Renzi ha compreso perfettamente le reali intenzioni della Merkel e di Hollande e si è ben guardato dall’offrire la ben che minima sponda a Tsipras per evitare di affiancare l’Italia al «sentiment» che l’opinione pubblica centro e nord europea ha verso la Grecia. Considerati gli attuali rapporti di forza nell’area euro, il risultato del referendum greco è, piaccia o no, come il cacio sui maccheroni per i dirigenti tedeschi che hanno in mano un formidabile argomento per cacciare la Grecia dall’euro. Nel secondo scenario Tsipras dimostra di aver capito perfettamente quali sono i reali rapporti di forza in Europa e accetta le proposte dei creditori, anche quelle sulle quali ha vinto il referendum. Dalla sua parte ha però un ragionamento molto semplice che riguarda l’impossibiltà della Grecia di ripagare il debito senza una crescita economica assai più sostenuta di quella ipotizzabile nelle attuali condizioni.

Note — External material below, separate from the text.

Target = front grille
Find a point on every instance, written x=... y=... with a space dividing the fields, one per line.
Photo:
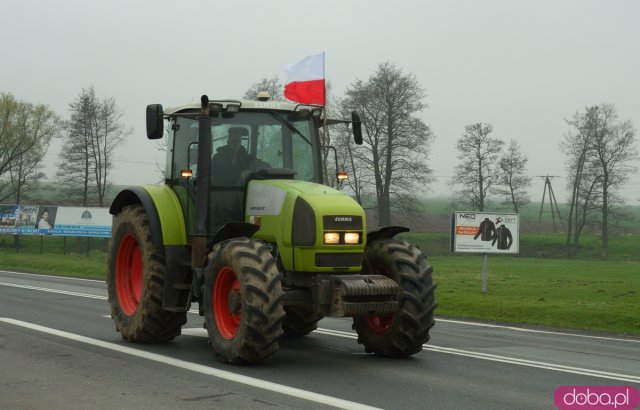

La solidarietà che egli può chiedere all’Europa e che neanche la Germania può negargli può consistere nell’impegno dei paesi europei a realizzare una sorta di piano Marshall per la Grecia con investimenti di reciproco interesse e con il sostegno di regole sul lavoro non dissimili da quelle del job act di Renzi. La Merkel si troverebbe di fronte ad un ragionamento inconfutabile anche e forse soprattutto nell’interesse dei creditori. Tsipras non avrebbe più alcun motivo per dare ascolto alle sirene di Putin. Gli americani sarebbero meno preoccupati di quanto non siano oggi per una deriva greca dopo quella turca nel quadro della Nato. I populisti europei, con in testa quelli italiani, potrebbero finalmente avere meno ragioni per infastidirci con i loro slogan cretini quanto pericolosi. Sarebbe un sia pure tardivo, troppo tardivo, avvento della ragionevolezza.